I’ve been trying to figure out what to write about. I blew off a lot of steam at the end of the year and hurled myself into the new year filled with positivity and intention. And, I’m working it! But, I’m always looking for a story, an angle, an intersection to look around and find some unique image to share. Thanks to my good friend Claire and her Project for Kindness blog today, I found something fun. It’s a very simple writing prompt. Another blogger, Lisa-Jo Baker heads up what she calls a “flash mob for writers” on Fridays where she selects a topic and asks other writers to pull together a piece in 5 minutes. So, I just have 5 minutes to write on the topic du jour – FIGHT. Freewriting, no editing, no thinking. This will be pure free-association. I apologize in advance for typos!
Here we go!
The word fight connotes such negativity for me. I think about my entire childhood. Fighting was the norm. My parents fought, my siblings fought, we all fought. It was constant and brutal and ugly. I hated it. I hate fighting. I do it myself. I cannot deny that my husband and I have had some of the most brutal, relentless fights I have ever experienced. And I hate every second of them. I am a peaceful person. I would rather discuss and negotiate and acknowledge and appreciate. But, I am hot-headed and half Italian and stubborn and, sometimes, looking for a fight. As much as I hate them, I sometimes will them on. And I really dislike that about myself.

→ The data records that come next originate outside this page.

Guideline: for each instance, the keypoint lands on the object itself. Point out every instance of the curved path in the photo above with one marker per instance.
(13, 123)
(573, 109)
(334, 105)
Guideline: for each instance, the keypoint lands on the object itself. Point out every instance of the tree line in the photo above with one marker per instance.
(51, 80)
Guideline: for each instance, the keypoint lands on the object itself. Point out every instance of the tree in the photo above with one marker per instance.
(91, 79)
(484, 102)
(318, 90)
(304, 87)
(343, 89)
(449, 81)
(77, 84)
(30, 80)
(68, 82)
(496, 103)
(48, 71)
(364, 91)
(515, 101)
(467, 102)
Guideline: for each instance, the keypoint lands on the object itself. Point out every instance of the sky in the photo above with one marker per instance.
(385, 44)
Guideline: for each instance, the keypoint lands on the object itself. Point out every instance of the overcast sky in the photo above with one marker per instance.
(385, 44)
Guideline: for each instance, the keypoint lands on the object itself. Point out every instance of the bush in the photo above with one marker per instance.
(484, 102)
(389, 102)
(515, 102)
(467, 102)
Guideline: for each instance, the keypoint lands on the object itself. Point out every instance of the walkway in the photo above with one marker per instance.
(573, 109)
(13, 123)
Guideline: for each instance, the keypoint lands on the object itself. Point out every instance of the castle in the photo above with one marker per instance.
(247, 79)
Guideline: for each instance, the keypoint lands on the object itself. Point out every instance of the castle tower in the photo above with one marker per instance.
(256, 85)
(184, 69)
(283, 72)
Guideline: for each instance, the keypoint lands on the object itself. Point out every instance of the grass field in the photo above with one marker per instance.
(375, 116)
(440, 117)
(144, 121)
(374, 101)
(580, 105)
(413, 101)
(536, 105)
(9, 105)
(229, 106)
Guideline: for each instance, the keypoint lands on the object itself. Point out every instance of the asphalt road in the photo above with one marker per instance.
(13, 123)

The fighting has subsided in recent years. It has calmed down a lot. Mostly because I think about my kids. I don’t want them to be as uncomfortable with fighting as I am. Fights feel like a dead-end. There is no easy way back. They are so violent and hurtful. And, often, so unproductive. I want them to see healthy alternatives to fighting. I want them to think about the word fight as an internal drive. I will fight my way to where I need to go. Rather than I will fight with someone I love.
I cannot stop the fighting. My kids do it constantly but they have an amazing ability to love each other and move on. There is resentment but it is not deep. There is no true hostility. It is silly fighting. It is pushing each other’s buttons. They don’t fight productively but they also don’t fight abusively.
I add to my 2014 list of intentions to try to fight less. I’m hanging up my gloves for a while. This was a great reminder.